The point is, I seriously doubt, from my experience and from the experiences of others similarly situated, that this is something that is going to destroy your chances of getting this position. I wish I had a more specific, "yes you should" or "no you shouldn't" answer, but hopefully this will set your mind at ease no matter which route you go. I wish you all the best!
posted by deep thought sunstar at 7:37 PM on April 27, 2010 [1 favorite]

Where are you?
posted by chinabound at 7:45 PM on April 27, 2010

We do a lot of background checks here for applicants for housing. Now, we are looking mostly for a range of felonies that would tend to make the applicant a bad risk as a neighbor. The standard check goes back 7 years but only for our state. We make applicants pay for their own checks if they are moving here from another state. While that's not necessarily germane, I add it b/c your institution will be in the same boat. It will cost them to go back more than 7 years (and in fact for most employment situations, 7 years is all the employer can go back). There are, of course, the much publicized "sex offender" registries, but that, too, is not your case.

All we get is listings of dates and decisions. It costs more to get more than that.

You don't say what the position is, or what side of 7 years the transgressions are. If it is more than 7, silence is probably your best bet. Does the application ask you to disclose misdemeanors? In many states, they can't. I'd check to see if they can legally inquire before worrying whether you need to disclose. Also, in many states, you can spend about $25-40 and run the check yourself to see what shows up.
posted by beelzbubba at 7:55 PM on April 27, 2010

Tell them. You have way, way more to lose if you don't. If the cops -- even "just" the University Police -- are looking into it, the odds are pretty good that they'll find out about the misdemeanors. Explain what happened, how you paid your debt to society, and the lesson you learned. Do not make excuses for what you did -- even if they're perfectly valid excuses, they still sound like excuses. If you give the decision-maker a good reason why you've got a couple of dings way back, then that person will be on your side. If you lie to that person, even if only by omission, and it comes to light, then you will not be a person who made a mistake and has corrected it. You will be a person who covered up a material issue in your background.
posted by Etrigan at 8:06 PM on April 27, 2010 [1 favorite]

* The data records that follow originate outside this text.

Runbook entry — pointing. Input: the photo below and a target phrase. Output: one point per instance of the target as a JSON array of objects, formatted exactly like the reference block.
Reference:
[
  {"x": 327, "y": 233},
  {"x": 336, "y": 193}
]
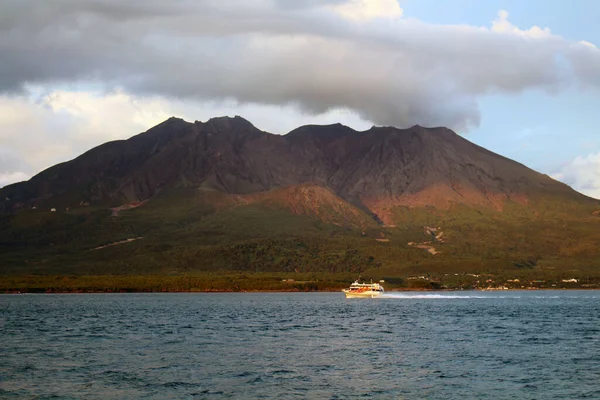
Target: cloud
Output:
[
  {"x": 364, "y": 10},
  {"x": 583, "y": 174},
  {"x": 316, "y": 56},
  {"x": 48, "y": 126}
]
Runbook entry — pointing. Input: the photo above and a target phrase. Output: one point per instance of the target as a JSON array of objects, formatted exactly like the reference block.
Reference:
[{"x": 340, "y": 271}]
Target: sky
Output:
[{"x": 521, "y": 78}]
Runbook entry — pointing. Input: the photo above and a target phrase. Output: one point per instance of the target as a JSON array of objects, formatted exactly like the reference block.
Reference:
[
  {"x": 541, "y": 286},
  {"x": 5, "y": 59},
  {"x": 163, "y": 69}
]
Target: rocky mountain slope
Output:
[
  {"x": 222, "y": 196},
  {"x": 375, "y": 170}
]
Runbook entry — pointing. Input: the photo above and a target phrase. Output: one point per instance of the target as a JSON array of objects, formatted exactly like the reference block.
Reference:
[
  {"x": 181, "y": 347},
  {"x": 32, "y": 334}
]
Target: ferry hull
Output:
[{"x": 363, "y": 295}]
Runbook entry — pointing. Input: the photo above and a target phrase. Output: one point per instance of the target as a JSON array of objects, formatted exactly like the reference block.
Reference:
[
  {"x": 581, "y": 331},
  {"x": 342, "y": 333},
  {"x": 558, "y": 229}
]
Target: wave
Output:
[{"x": 441, "y": 296}]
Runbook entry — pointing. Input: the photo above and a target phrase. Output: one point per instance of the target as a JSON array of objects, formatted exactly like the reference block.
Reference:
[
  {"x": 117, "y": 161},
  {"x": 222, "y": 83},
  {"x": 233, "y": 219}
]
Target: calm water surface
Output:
[{"x": 461, "y": 345}]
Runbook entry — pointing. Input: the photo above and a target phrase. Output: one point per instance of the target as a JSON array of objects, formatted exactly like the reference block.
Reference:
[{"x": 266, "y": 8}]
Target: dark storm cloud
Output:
[{"x": 391, "y": 71}]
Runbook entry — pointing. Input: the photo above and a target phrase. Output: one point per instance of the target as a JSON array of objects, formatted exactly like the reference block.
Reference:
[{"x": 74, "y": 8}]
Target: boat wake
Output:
[{"x": 440, "y": 296}]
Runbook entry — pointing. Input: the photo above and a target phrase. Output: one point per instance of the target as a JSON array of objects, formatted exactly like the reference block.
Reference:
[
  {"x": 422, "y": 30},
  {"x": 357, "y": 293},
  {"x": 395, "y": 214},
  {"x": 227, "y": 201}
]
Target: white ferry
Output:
[{"x": 365, "y": 290}]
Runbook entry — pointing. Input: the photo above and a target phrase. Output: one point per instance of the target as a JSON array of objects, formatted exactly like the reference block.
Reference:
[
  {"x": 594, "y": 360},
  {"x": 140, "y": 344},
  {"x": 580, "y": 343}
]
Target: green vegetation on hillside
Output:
[{"x": 182, "y": 242}]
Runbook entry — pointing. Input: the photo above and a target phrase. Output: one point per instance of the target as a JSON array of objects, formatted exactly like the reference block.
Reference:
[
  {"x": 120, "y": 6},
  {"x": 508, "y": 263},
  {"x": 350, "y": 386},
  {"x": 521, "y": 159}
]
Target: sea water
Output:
[{"x": 454, "y": 345}]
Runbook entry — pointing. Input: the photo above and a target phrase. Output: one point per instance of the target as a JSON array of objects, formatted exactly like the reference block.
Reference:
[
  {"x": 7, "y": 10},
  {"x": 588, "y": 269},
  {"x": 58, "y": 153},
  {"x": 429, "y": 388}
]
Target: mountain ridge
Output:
[{"x": 374, "y": 169}]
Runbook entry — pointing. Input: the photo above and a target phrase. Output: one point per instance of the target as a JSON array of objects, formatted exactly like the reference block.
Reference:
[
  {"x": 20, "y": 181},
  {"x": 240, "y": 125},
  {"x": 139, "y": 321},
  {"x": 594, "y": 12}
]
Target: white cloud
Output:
[
  {"x": 503, "y": 25},
  {"x": 48, "y": 127},
  {"x": 364, "y": 10},
  {"x": 583, "y": 174},
  {"x": 279, "y": 63},
  {"x": 390, "y": 70}
]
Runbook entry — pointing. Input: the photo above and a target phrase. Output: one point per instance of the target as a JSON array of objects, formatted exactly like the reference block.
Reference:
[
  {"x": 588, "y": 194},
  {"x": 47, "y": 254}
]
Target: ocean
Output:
[{"x": 441, "y": 345}]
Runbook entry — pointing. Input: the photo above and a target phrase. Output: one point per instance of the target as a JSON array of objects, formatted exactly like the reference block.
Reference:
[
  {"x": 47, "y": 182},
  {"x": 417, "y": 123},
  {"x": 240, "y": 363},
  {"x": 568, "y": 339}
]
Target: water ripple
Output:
[{"x": 410, "y": 345}]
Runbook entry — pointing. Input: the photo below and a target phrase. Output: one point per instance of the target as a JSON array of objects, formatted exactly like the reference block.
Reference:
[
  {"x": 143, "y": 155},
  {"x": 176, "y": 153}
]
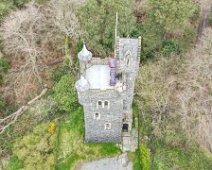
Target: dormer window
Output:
[
  {"x": 96, "y": 116},
  {"x": 99, "y": 104},
  {"x": 107, "y": 104},
  {"x": 107, "y": 126}
]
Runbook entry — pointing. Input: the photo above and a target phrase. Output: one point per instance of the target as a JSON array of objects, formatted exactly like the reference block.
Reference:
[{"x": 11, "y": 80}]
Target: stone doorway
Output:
[{"x": 125, "y": 127}]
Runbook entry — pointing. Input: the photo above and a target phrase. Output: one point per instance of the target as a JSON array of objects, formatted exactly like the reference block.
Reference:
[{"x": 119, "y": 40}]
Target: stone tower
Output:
[{"x": 106, "y": 89}]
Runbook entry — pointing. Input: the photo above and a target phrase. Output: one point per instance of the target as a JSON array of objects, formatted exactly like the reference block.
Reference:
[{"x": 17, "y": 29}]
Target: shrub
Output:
[
  {"x": 65, "y": 94},
  {"x": 210, "y": 20},
  {"x": 14, "y": 164},
  {"x": 4, "y": 66},
  {"x": 170, "y": 47}
]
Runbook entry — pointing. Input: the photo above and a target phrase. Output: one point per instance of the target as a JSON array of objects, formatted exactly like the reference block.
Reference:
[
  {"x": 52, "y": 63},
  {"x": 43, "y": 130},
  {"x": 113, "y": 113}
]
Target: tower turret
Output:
[{"x": 85, "y": 57}]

and I chalk it up to mere youthful indiscretions.

No mention of exact age here but I'm assuming these indiscretions happened in your early twenties (late teens even) and you are now at least twenty-five, probably closer to thirty.

My line on this simple. Anybody individual (or organization) that would NOT hire me, a mature adult, for something I did when I was young and silly is an individual (or organization) I'd rather not waste my time working for.

In other words, come clean in much the way that Etrigan recommends. They should respect you for it.
posted by philip-random at 8:43 PM on April 27, 2010

I work for an insurance company, and we consistently recommend that our insureds conduct backgroudn checks on employees and volunteers. Yes, we want some official investigation, but a huge part of the point is to encourage this conversation right here. Knowing that past misdeeds will come to light can encourage people to be more forthcoming about their records. This not only disqualifies some people earlier in the process but also qualifies some people who are fit for the position even though they have a black mark on their record because it encourages them to be honest.

Remember, a hit on a criminal history search probably doesn't necessarily disqualify you, especially if you've explained about it before it comes back. The sorts of things which are automatic rejections are things like strings of violent felonies, embezzlement, drug trafficking, etc. If an employer sees those, kiss your application goodbye. But the odd bar fight a number of years in the past isn't necessarily going to hurt you, especially if you can talk about how you're different now.